SMARCAL1 catalyzes fork regression of model replication forks. (A,B) Increasing amounts of SMARCAL1 were incubated with the indicated substrates to measure DNA binding. (C) ATPase activity of SMARCAL1 was measured in the presence of increasing amounts of leading, lagging, fork, and replication fork substrate. Symbols and line colors correspond to the same substrates as in B. Error bars represent the mean ± SD from three independent experiments.
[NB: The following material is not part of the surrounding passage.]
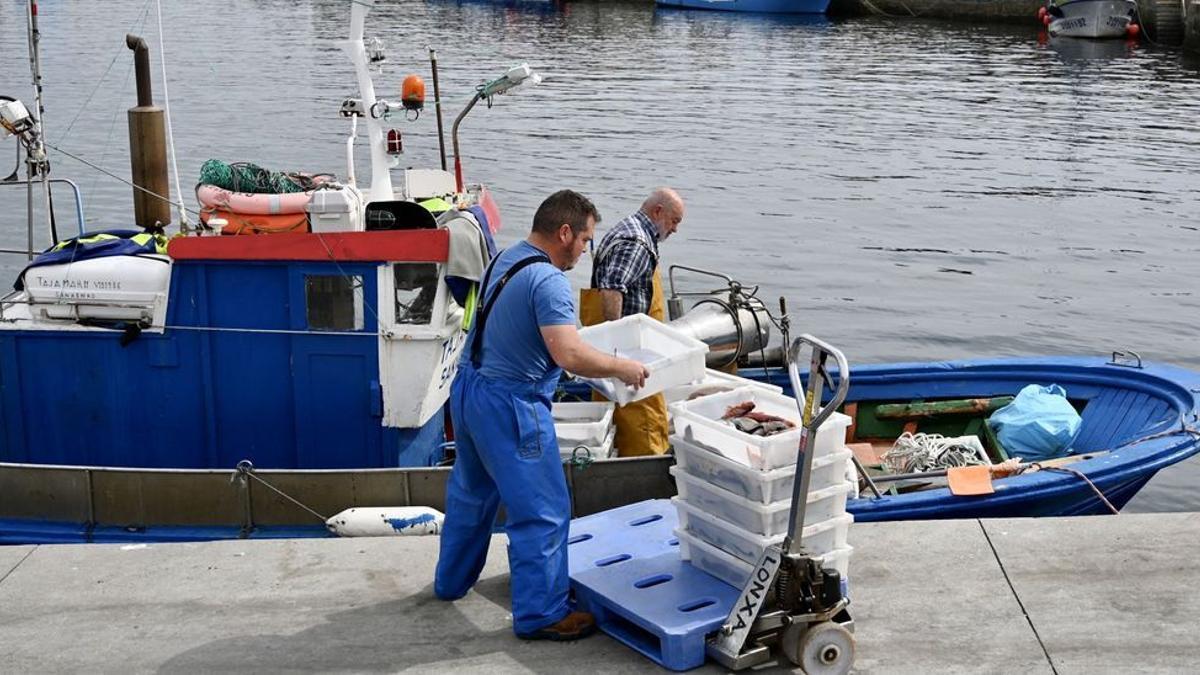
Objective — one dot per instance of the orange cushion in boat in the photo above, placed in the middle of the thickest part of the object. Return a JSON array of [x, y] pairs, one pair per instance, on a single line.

In cases in which no error bars are visible, the SD is smaller than the symbol size. (D) Diagram of the model replication fork substrates used to measure fork regression activity in E and F. A single mismatch is present at the fork junction to prevent spontaneous fork migration. The labeled strand (#1) is indicated by an asterisk. (E,F) Increasing amounts of SMARCAL1 (wild type [WT]) or R764Q SMARCAL1 were incubated with the annealed substrate for 20 min, the reaction was terminated, and products were separated by gel electrophoresis for analysis. The first three lanes in E are size standards generated by annealing the indicated oligonucleotides. The control (Ctl) sample is the annealed fork regression substrate in the absence of recombinant protein. The amount of product in the control reaction (from spontaneous regression of the model replication fork substrate) was set at zero in each experiment, and all other samples are measured relative to the control sample. The inset in F is a Coomassie-stained gel confirming that equal concentrations of SMARCAL1 proteins were used. (G) Diagram of the annealed gapped plasmid substrate used to measure SMARCAL1-catalyzed fork regression in H. The ³²P-labeled DNA end is indicated with an asterisk. (H) Restriction digests with the indicated enzymes were completed following incubation of the plasmid substrate with the indicated concentrations of SMARCAL1 in the presence of ATP or ATPγS. The liberated, ³²P-labeled DNA fragment was visualized on a polyacrylamide gel. The extent of fork regression was calculated as the amount of liberated fragment compared with the total radioactivity in the reaction. A representative experiment is shown.

Figure 8.

Model for how the translocase activity of the SMARCAL1 HARP2-ATPase core catalyzes fork regression. Existing structures of SNF2 translocases demonstrate that ATPase-N and ATPase-C lobes are capable of adopting different relative conformations and suggest that such conformational changes (depicted as a circular arrow) in response to the ATPase-binding and hydrolysis cycle may drive translocation along dsDNA (Durr et al. 2005; Thoma et al. 2005; Lewis et al. 2008). The SAXS model shows that the HARP2 domain in SMARCAL1 is physically associated with the ATPase-N lobe and may aid in the specialized annealing activity through ssDNA or junction binding. Translocation displaces the nascent DNA strands, induces fork regression, and promotes junction migration.